After leaving the show, we drove among the hills to view the scenery and then the driver took us to Castor Crest, a shanty town. We drove through the shanty town on a narrow road and took photographs of the makeshift houses constructed of scraps of wood, tin, plastic, and whatever other building materials the people could find. We noticed a water tap where people went to get water, and we noticed out-houses -- the common toilets. A few of the huts had an electric line stretching from the single electric line running through the shanty town, and the taxi driver said that the hook-ups were illegal. We noticed children playing and tried to take a few photos of them. After a time, the driver turned the taxi around and drove back the way he had come, and we took more photos as we left.

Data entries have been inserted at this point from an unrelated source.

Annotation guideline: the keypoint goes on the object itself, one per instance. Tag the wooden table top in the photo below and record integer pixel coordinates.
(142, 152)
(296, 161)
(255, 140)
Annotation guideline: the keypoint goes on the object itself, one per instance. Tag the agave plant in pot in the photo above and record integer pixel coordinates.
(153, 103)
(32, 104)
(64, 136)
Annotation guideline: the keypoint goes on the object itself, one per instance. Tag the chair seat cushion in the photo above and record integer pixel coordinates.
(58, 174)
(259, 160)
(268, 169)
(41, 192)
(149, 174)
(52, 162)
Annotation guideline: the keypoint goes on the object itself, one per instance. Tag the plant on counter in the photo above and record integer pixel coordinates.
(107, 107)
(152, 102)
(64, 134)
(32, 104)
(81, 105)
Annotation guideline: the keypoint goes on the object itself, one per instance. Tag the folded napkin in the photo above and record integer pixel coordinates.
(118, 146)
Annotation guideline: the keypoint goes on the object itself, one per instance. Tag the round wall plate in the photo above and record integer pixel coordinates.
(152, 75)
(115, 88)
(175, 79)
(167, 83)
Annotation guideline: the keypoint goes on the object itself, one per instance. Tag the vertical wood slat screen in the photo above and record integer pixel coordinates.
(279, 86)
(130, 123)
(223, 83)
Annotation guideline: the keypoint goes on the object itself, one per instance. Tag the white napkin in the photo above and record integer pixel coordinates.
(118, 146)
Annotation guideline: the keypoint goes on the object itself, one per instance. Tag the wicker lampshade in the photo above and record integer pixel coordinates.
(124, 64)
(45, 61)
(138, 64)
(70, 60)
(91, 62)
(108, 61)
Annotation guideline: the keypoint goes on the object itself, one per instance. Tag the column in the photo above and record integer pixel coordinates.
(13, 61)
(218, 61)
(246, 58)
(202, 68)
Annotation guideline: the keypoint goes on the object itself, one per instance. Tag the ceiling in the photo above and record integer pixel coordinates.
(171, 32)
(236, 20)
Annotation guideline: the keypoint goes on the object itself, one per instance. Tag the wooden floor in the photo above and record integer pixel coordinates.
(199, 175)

Next the driver took us to the new soccer stadium being constructed for the World Cup. This new stadium is built in the shape of a giant flower basket, and a funicular car runs up one side of the “handle” of the basket to a viewing platform at the top of the stadium. We rode up and took photos, and the view was beautiful, with the coast line stretching along one side of the landscape with white waves breaking along the beaches. The skyline of the city grew from the coast, leading to green hills dotted with tall apartment buildings. The scene was beautiful.

We had lunch at the stadium at an outdoor restaurant, and watched numerous school groups coming to visit the stadium. We took photos of one group of girls, about 7-8 years old, all dressed in blue uniforms, as they watched a water fountain display with its pattern of sprays. Durban has a right to feel very proud of this new stadium, constructed for the World Cup. Actually, many streets were also being widened and repaved in preparation for the World Cup.

After leaving the stadium, the driver took us on a drive through the city, to give us a feel of the city, and I enjoyed that very much. We then returned to the ship about 2:30 p.m., ahead of our 3:00 deadline prior to sailing to East London.

The weather was cool and dry and sunny and beautiful, and soon after we returned to the ship, the sky became overcast, and soon loud claps of thunder and flashes of lightening shook us as a heavy rainstorm flooded down.